A platform dedicated entirely to advertiser-funded programming (AFPs) has become reality in Denmark since the platform Biites launched in November 2017. A streaming service like Netflix and HBO, but dedicated only to AFPs – and free for the viewers to watch.
But does an AFP only platform really have a future? Is there really an audience for such a platform? The Native Advertising Institute asked the CEO of Biites, Nina Nørgaard, when she attended the Native Advertising Days in Berlin.
Below are highlights from the interview which have been slightly edited for clarity.
A need in the market
“The idea for this platform actually originated from the market itself. I was part of another venture, a production company where we made webisodes and documentaries for some of the large, Danish corporations. And they all kept asking us if Danish television wanted to air their shows?
And we told them that they probably wouldn’t – and that they couldn’t. And we kept getting the question: “Where is the platform for shows like this?”
In the end, we looked at each other and said, “why don’t we build it? Because apparently there is a need for it. And it’s not there.”
A lot of great – but hidden – content
“We believe that there is an audience for this platform and it’s an interesting thing to discuss here. We’re meeting at a conference for native advertising and I think it’s interesting that we are even talking about this – because if we don’t believe that the content brands make is worth watching in its own, then we shouldn’t be making it.

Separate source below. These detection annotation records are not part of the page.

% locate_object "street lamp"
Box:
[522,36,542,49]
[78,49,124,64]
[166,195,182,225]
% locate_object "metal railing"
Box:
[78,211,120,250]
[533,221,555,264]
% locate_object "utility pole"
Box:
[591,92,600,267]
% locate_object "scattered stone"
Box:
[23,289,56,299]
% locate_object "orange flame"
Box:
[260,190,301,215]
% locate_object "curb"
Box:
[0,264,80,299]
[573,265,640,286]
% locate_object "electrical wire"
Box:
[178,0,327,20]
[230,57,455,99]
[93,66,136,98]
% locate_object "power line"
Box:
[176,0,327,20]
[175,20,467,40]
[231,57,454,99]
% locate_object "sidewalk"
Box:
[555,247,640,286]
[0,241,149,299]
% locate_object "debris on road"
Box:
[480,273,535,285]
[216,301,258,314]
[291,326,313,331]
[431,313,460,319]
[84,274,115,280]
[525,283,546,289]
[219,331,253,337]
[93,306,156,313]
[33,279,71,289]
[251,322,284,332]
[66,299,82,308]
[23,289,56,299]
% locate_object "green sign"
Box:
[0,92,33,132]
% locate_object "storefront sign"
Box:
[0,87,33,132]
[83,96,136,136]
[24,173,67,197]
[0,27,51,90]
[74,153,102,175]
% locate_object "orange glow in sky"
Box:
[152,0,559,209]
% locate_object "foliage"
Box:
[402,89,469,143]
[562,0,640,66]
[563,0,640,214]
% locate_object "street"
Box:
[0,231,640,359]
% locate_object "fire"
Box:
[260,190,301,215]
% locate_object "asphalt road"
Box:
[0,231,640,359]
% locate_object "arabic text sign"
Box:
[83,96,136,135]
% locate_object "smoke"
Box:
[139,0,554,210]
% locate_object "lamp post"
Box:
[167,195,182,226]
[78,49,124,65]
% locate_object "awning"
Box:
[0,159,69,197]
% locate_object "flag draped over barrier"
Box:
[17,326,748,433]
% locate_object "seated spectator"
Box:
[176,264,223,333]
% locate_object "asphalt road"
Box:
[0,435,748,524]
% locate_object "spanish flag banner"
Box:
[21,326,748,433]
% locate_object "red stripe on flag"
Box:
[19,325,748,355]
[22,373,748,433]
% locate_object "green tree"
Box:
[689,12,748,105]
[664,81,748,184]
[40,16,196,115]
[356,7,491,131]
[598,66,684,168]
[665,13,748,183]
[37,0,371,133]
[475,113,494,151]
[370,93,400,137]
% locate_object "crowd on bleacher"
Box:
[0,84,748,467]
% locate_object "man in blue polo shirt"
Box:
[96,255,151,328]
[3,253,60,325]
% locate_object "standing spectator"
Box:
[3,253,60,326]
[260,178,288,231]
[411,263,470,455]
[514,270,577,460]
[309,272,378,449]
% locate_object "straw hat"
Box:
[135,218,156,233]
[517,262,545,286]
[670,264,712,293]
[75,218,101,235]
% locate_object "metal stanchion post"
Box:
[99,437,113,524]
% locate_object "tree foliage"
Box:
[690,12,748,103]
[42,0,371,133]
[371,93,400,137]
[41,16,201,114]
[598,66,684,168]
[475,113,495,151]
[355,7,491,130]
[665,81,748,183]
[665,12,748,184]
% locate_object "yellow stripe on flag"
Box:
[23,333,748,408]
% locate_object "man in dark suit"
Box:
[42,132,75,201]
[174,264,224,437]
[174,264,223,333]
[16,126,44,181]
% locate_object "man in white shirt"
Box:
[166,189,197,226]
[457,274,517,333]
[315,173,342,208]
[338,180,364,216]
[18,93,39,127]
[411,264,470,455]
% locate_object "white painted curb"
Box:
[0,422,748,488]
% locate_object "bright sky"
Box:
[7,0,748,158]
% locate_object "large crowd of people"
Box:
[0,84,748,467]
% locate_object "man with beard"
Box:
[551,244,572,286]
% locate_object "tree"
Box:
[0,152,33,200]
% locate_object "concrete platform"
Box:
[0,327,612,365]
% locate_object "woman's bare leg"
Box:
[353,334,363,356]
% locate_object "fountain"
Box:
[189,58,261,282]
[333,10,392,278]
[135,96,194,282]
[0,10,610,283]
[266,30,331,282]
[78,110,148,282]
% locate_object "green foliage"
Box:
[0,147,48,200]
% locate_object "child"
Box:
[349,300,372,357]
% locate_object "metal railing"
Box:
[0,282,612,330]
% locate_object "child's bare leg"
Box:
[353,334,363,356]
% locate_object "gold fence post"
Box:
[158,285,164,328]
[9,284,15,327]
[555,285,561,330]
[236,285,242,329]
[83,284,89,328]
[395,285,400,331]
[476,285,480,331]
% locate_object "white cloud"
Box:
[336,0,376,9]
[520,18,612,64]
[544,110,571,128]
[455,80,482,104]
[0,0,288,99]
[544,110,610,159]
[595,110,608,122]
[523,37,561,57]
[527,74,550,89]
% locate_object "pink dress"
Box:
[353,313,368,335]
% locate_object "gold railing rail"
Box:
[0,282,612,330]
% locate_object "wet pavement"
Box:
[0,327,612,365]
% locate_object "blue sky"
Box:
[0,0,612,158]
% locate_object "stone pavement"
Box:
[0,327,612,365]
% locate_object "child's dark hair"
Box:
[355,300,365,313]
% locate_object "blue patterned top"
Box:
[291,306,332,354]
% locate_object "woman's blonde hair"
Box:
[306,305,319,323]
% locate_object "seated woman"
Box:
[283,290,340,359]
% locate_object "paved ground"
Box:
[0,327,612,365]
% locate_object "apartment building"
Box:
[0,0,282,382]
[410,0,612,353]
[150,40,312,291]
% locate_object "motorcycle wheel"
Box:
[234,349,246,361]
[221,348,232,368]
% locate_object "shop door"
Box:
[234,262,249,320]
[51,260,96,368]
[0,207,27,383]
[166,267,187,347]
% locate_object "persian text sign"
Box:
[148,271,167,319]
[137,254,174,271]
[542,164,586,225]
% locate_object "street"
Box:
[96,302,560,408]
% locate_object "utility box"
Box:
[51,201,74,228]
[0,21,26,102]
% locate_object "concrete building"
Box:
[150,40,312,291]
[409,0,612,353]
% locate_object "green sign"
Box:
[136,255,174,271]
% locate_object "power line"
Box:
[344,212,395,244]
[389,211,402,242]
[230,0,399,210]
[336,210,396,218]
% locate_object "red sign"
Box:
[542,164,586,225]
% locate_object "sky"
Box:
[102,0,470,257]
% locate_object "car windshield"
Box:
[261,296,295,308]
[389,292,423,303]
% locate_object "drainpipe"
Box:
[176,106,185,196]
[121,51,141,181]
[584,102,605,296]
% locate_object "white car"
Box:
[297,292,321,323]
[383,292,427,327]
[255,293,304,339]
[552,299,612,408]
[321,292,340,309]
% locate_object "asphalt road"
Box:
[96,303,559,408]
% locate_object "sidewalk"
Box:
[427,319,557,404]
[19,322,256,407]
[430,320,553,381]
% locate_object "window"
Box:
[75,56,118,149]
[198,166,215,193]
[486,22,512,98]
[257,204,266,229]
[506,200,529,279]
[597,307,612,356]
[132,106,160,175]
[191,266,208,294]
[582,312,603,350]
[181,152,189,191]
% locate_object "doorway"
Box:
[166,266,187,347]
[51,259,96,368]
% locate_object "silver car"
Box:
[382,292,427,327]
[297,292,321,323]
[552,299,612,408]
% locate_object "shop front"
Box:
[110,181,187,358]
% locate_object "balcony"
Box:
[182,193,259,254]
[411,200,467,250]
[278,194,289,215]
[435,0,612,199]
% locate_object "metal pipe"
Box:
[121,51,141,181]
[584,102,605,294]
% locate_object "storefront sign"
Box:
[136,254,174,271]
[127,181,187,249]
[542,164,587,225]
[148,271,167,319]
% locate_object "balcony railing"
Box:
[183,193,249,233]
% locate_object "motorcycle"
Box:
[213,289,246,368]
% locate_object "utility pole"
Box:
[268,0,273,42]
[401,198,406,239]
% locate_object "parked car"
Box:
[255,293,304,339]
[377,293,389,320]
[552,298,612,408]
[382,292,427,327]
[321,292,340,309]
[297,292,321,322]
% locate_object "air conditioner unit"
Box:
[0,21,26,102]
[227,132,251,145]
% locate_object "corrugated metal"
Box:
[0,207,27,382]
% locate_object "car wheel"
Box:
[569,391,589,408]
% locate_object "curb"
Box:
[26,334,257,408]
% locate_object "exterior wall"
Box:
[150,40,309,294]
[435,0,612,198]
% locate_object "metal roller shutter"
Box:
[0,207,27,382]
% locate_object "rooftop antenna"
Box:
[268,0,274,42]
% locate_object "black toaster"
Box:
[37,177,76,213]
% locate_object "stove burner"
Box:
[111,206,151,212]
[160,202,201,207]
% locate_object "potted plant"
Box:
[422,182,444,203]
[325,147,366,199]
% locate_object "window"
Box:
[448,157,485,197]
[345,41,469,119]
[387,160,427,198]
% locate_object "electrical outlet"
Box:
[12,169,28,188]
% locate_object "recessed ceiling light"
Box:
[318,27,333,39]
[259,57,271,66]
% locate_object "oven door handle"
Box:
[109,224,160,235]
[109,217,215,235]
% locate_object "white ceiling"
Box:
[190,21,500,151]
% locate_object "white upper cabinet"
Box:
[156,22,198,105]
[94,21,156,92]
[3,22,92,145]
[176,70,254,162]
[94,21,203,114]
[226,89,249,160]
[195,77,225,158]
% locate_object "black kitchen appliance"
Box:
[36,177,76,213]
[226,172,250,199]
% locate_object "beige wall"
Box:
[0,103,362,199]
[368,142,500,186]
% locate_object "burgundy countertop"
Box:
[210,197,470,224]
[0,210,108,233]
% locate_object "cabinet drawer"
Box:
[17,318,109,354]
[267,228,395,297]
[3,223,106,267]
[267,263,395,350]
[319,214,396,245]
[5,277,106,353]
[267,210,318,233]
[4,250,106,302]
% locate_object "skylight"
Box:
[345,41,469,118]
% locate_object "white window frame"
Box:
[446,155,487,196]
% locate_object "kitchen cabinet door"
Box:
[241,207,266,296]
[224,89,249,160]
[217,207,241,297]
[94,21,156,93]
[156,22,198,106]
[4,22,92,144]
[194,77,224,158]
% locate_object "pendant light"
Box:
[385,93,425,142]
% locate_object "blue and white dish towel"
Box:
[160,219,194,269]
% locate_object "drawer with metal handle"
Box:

So I believe that there’s a need for a platform dedicated entirely to advertiser-funded programmes. There are so many excellent programmes being made at the moment. But many of the viewers never find it because they don’t know it exists and they don’t know where to go to find it.
In our research for this platform, we’ve been viewing a lot of different Danish websites and corporations to find this content. And if we hadn’t been looking for it, we would never have found it. And there are some hidden gems found in places that you would never have known. But you wouldn’t find it unless you were looking for it.
So this is why we are making the hub in terms of viewers who now have an aggregated hub that collects all the best of native programmes in one place.”
When the content reaches a dead end
“The companies will benefit from a platform like this in several ways. First of all, when you as a brand or a company has spent a lot of money on producing a documentary or a webisode series, you’re very proud of it.
And you spend a lot of money on distributing it to different channels and having it posted on publishers’ websites. But we found out that after this distribution, many the companies ask themselves the question: “Where to put it now? Where is this premium channel where you can sit alongside other formats like this where we can show it proudly to others?”
And this platform hasn’t existed. So the platform is going to be an add-on to the other distribution channels.”
“The challenges we’ve met have primarily been either technical or legislative. Because we are not a media, we are a platform so everyone is welcome to publish their content on our platform. That makes a huge difference in terms of Danish legislation.
Also, we are building it as we go along. We didn’t know what the wishes were before we started talking to the brands and to the customers. So it’s very important for us to listen, get wiser and then overcome the challenges as they appear to us.”